General interest English magazines have managed to retain their reach of 2.2 per cent. At the same time, their reader base has increased from 4.07 million to 4.43 million in 2002. Incidentally, English sports magazines have seen a decline of 43 per cent, which in absolute terms is a drop from 2.28 million to 1.29 million in 2002. Interestingly, readers in the southern state of Tamil Nadu seems to have bucked this trend with readership of sports magazines having increased by 31 per cent from 0.14 million to 0.19 million in 2002. This increase has predominantly come from the non-metros.

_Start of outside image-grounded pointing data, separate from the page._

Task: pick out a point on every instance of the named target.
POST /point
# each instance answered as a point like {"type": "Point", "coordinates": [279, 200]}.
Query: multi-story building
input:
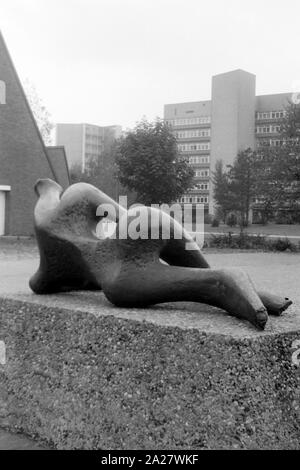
{"type": "Point", "coordinates": [233, 120]}
{"type": "Point", "coordinates": [23, 156]}
{"type": "Point", "coordinates": [84, 142]}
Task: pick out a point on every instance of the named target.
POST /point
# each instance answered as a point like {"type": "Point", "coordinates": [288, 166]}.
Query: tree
{"type": "Point", "coordinates": [101, 172]}
{"type": "Point", "coordinates": [40, 113]}
{"type": "Point", "coordinates": [148, 162]}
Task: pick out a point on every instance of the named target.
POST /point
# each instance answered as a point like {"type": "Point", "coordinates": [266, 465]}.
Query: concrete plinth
{"type": "Point", "coordinates": [78, 373]}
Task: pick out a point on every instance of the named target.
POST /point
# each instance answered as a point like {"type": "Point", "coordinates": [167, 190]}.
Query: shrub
{"type": "Point", "coordinates": [283, 245]}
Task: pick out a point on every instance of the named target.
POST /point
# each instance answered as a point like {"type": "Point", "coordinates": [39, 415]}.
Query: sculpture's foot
{"type": "Point", "coordinates": [274, 304]}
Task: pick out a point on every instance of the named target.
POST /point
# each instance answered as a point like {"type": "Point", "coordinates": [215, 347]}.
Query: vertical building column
{"type": "Point", "coordinates": [233, 119]}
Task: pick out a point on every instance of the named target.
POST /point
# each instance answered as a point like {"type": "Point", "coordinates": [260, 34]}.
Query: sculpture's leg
{"type": "Point", "coordinates": [231, 290]}
{"type": "Point", "coordinates": [175, 254]}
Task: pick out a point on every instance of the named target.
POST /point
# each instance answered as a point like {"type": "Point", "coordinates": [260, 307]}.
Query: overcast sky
{"type": "Point", "coordinates": [114, 61]}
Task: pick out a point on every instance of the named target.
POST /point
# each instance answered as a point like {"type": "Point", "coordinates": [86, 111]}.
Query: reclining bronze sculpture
{"type": "Point", "coordinates": [132, 273]}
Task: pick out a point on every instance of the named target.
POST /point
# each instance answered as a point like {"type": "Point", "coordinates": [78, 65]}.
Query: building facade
{"type": "Point", "coordinates": [23, 156]}
{"type": "Point", "coordinates": [233, 120]}
{"type": "Point", "coordinates": [84, 143]}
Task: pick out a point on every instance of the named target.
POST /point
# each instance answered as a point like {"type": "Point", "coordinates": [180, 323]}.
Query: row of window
{"type": "Point", "coordinates": [194, 199]}
{"type": "Point", "coordinates": [189, 121]}
{"type": "Point", "coordinates": [271, 115]}
{"type": "Point", "coordinates": [191, 134]}
{"type": "Point", "coordinates": [194, 147]}
{"type": "Point", "coordinates": [268, 129]}
{"type": "Point", "coordinates": [201, 186]}
{"type": "Point", "coordinates": [202, 173]}
{"type": "Point", "coordinates": [198, 159]}
{"type": "Point", "coordinates": [2, 92]}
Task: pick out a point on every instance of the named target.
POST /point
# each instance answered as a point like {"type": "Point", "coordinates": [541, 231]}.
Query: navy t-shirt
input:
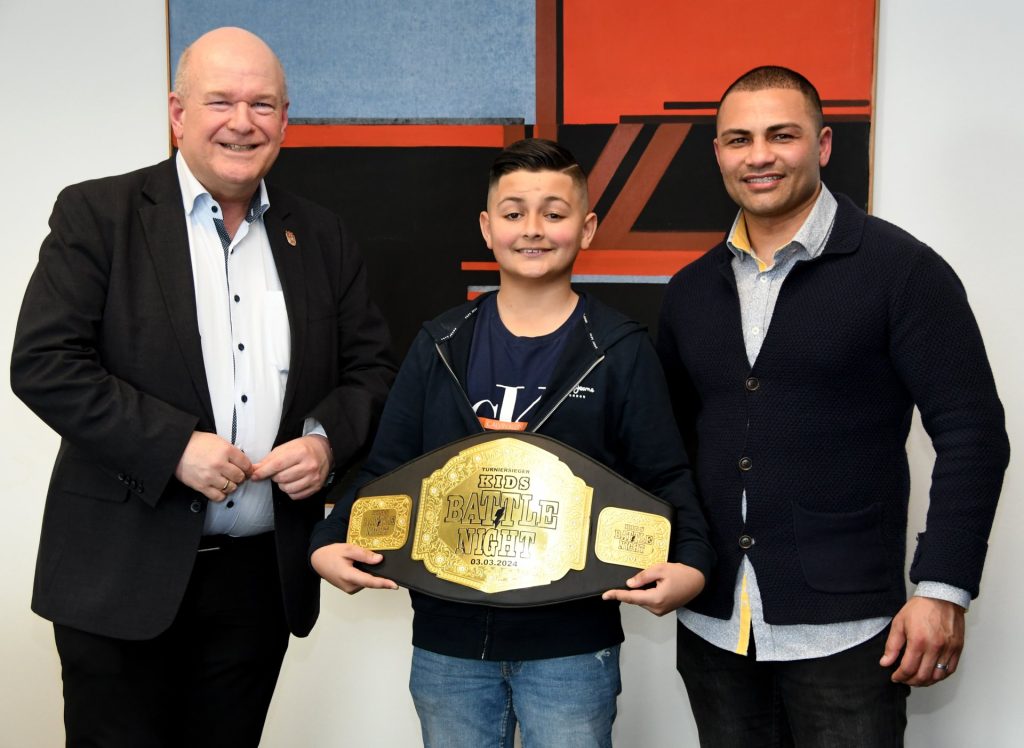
{"type": "Point", "coordinates": [508, 374]}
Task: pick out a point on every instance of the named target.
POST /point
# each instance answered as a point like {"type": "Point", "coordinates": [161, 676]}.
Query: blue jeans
{"type": "Point", "coordinates": [845, 700]}
{"type": "Point", "coordinates": [560, 702]}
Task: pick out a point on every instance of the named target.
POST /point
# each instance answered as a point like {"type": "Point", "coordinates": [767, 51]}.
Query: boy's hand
{"type": "Point", "coordinates": [674, 586]}
{"type": "Point", "coordinates": [336, 564]}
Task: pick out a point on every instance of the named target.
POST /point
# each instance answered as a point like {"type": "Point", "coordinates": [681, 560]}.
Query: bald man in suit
{"type": "Point", "coordinates": [206, 347]}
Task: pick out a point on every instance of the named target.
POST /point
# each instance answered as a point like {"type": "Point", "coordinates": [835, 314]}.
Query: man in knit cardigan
{"type": "Point", "coordinates": [796, 351]}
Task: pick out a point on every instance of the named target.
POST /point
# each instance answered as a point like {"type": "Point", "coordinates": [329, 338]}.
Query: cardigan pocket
{"type": "Point", "coordinates": [842, 551]}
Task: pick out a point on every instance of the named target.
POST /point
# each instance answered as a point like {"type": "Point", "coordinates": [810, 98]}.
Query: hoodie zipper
{"type": "Point", "coordinates": [567, 392]}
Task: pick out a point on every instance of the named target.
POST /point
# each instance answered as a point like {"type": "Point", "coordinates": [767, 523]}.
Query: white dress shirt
{"type": "Point", "coordinates": [243, 323]}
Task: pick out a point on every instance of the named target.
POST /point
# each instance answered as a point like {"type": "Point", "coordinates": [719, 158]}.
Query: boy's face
{"type": "Point", "coordinates": [536, 223]}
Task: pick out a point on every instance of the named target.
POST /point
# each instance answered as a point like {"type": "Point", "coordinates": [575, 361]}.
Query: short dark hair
{"type": "Point", "coordinates": [536, 154]}
{"type": "Point", "coordinates": [773, 76]}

Women's magazines in Telugu have grown by 18 per cent in terms of readership both in urban India as well as in the state of Andhra Pradesh. On the other hand, Telugu film magazines have marginally increased by 4 per cent whereas general interest magazines have lost 11 per cent of their reader base in Andhra Pradesh.
Finally, readership of film and entertainment magazines and Tamil women's magazines in the state of Tamil Nadu have declined by 8 and 3 per cent respectively whereas the readership of Tamil news and current affairs and general interest magazines has increased by 9 per cent each. © 2002 agencyfaqs!